The team responsible for treating Patient B decided to discontinue the VVASBK at that time and follow-up in 9 months. A radiograph was obtained at the 19-month follow-up (wore VVASBK for 10 months, then discontinued for 9 months), validating successful treatment using the VVASBK.
Patient After Orthotic Bracing
Orthotic management with Drop Lock or solid upright designs has been successfully used as a treatment method for Blount’s disease and other bowing deformities in the lower limb. The success rate has ranged from 50 percent to 90 percent without recurrence. A commonly prescribed single solid upright design has shown after a 5.9-year follow-up that of those with unilateral involvement, 6 percent went on to have surgery, while 70 percent of those bilaterally involved went on to surgery.
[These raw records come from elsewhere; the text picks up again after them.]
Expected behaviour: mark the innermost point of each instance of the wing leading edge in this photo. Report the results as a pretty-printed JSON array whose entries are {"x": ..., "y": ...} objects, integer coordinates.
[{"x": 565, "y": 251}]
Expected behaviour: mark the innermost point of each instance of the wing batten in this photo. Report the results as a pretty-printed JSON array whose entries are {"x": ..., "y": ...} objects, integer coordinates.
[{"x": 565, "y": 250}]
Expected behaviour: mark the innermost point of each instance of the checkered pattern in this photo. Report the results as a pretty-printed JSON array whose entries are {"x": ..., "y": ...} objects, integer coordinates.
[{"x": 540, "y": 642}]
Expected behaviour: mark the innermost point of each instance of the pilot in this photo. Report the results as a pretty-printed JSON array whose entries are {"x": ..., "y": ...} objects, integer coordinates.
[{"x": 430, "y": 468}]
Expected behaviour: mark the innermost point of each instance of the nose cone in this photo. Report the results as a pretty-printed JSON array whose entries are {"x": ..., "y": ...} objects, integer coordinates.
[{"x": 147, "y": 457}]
This study confirms that the unique design of the V-VAS™ Joint System, associated features of the VVASBK and the significant improvement in compliance associated with this specific design has resulted in the optimal outcomes in the treatment of typical and atypical patients with Blount's disease.
Further study with a larger number of patients and long-term research would be necessary to further validate the findings of this analysis. The VVASBK is a new and effective way of non-invasively managing traditional and non-traditional lower extremity bowing deformities and should be a primary consideration when treating such conditions.